Convergence Reward (CR): The mean value of the episode reward in the last 100 episodes, used as the convergence result of the algorithms.
Convergence Duration (CD): The number of training episodes required for the episode reward to stabilize within $\pm 2.5 %$ of the convergent reward.

The rollout length H of the MIRA algorithm is fixed to 5 and the prey adopts a policy of random actions in the predator-prey scenario. Figure 4 shows the episode reward curves of all the five methods when training on the predator-prey scenario, where the y-axis represents the accumulated rewards for all agents in an episode. The plot is smoothed using a one-dimensional Gaussian filter with

σ = 35

, where the bold lines and the corresponding shaded areas represent the mean values and upper-lower bounds of the episode rewards over the five repeated but independent runs, respectively. After

5 \times 10^{4}

training episodes, all algorithms reached their policy convergence. Figure 4 shows that the curves of COMA, MADDPG, and VDN are similar, and the episode reward of MAAC increases more slowly than other competitors. MIRA improves much faster than the others and stabilizes at a considerably higher value.

The evaluation results of the metrics in the predator-prey case are shown in Table 2. The overall performance of MIRA is substantially better than other compared algorithms. To be specific, its convergence reward is 1.7–2 times as large as those of other algorithms and MIRA requires 2.7–7.5 episodes less than all its counterparts to reach its convergence. It is believed that the setting where the prey adopts random actions leads the environment to feature inherent non-stationarity in the sense that the pre-train policies for cooperation make it difficult to tackle uncertain tasks. We argue that MIRA works for the reason that it is specially designed for non-stationary environments. In MIRA, the world model learns to rollout independently, and the inference module learns the distribution of the latent variable Z through variational approximation and samples the value z from the posterior

q_{ϕ} (z | τ)

to explore non-stationarity, which is integrated into the model-free RL framework. Therefore, MIRA not only learns to predict future trajectories from historical experience but also uses the predictions to infer current task characteristics to help make better decisions. In contrast, other algorithms rely on centralized training to reach cooperative consensus and cannot infer the task independently during distributed execution. When faced with non-stationary tasks, such as environmental changes, it is difficult for their policies to perform as well as they do during training.

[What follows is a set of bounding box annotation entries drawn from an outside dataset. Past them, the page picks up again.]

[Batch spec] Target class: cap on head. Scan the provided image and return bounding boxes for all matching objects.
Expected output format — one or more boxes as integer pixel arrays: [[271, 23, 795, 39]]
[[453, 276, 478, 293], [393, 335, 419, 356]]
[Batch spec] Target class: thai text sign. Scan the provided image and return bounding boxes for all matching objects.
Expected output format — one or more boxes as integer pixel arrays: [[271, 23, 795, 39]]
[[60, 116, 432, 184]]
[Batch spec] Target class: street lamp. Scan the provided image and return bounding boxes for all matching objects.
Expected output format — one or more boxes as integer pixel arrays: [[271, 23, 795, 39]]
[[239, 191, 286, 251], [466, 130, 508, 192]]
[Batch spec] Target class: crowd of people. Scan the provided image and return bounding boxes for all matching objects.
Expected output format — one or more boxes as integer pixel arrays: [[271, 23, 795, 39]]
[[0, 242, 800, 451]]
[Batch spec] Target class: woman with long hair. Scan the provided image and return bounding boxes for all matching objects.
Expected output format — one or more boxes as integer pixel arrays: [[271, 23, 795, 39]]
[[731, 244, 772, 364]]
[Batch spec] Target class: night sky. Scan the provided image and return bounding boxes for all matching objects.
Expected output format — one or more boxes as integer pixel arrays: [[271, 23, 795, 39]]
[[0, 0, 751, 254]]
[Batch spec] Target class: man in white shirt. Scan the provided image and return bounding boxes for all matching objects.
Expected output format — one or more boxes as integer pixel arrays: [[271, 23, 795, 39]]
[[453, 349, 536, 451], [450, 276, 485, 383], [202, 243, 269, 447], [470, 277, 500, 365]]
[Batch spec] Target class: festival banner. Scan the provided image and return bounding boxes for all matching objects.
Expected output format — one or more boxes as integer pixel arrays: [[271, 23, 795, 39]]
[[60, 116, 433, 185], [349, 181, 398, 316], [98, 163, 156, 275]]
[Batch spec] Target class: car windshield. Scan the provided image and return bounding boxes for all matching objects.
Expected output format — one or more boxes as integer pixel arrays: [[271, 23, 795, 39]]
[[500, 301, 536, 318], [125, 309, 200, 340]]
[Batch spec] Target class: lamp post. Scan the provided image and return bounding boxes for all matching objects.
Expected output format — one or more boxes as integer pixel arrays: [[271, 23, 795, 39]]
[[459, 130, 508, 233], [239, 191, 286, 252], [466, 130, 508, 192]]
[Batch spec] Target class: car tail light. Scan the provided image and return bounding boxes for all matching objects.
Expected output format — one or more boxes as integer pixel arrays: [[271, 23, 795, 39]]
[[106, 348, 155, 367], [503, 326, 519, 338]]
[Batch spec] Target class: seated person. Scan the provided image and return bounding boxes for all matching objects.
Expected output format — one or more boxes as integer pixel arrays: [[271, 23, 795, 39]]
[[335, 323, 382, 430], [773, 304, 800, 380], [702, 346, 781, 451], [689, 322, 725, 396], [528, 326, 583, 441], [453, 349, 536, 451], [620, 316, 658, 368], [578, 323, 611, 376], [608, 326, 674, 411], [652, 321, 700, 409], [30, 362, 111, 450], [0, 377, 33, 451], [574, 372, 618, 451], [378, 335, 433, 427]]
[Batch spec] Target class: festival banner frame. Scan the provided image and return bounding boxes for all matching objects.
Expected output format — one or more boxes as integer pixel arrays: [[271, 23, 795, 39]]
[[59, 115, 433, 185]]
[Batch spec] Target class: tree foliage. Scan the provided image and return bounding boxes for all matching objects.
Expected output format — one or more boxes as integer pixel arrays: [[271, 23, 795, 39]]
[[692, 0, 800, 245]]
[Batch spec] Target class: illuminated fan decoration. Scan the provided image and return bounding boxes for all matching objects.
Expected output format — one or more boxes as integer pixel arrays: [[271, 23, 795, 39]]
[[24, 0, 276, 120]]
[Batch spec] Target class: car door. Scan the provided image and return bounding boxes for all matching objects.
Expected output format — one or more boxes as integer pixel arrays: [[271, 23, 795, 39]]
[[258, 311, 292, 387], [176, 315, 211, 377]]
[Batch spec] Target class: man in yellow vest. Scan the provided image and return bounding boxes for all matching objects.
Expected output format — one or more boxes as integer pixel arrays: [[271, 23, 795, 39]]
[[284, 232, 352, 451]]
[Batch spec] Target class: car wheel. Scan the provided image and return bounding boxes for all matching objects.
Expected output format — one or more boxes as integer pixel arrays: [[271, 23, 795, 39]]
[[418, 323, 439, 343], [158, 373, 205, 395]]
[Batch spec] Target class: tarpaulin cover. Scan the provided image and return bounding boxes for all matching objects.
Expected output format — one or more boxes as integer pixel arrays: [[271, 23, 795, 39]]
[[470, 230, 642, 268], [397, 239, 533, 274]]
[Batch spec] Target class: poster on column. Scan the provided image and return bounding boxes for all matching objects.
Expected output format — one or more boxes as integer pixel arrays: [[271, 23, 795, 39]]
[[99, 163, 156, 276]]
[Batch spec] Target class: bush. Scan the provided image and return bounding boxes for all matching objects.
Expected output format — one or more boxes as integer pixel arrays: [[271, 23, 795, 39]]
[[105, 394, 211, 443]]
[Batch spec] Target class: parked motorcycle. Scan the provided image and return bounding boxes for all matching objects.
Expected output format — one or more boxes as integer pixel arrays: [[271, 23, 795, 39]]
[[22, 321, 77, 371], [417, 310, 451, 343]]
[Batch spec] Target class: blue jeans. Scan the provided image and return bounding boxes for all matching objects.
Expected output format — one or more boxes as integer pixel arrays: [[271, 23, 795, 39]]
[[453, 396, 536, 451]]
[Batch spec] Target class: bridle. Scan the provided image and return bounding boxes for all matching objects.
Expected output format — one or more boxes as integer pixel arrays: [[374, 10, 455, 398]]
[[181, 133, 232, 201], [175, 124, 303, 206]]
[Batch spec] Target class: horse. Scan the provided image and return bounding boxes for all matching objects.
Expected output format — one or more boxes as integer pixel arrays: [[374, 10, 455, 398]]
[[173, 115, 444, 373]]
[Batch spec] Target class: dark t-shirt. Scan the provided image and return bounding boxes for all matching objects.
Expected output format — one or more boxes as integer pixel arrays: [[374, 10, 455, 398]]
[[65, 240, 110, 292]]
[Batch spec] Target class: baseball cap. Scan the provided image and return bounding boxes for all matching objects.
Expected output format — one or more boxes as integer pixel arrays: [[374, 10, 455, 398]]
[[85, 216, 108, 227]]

Figure 5 shows the results of the five algorithms on the Cooperative Navigation scenario, where the curves are smoothed using a one-dimensional Gaussian filter with

σ = 15

. All algorithms are trained for

4 \times 10^{4}

episodes. It can be seen that the curve of MIRA has a sharp trend of convergence. The reward obtained by MIRA remains stable at a much higher level only after

1 \times 10^{4}

episodes, whereas other algorithms tend to converge after

4 \times 10^{4}

episodes. As shown in Table 3, MIRA has 2.8–3 times faster convergence speed and 10–16% better asymptotic performance than other algorithms. It is shown that MIRA is not only competent for multi-agent competitive tasks but also has comparable performance to other algorithms in multi-agent cooperative tasks. Although model-free CTDE methods can also learn to cooperate well tardily, MIRA can improve their learning speed and performance by increased exploration via a latent variable.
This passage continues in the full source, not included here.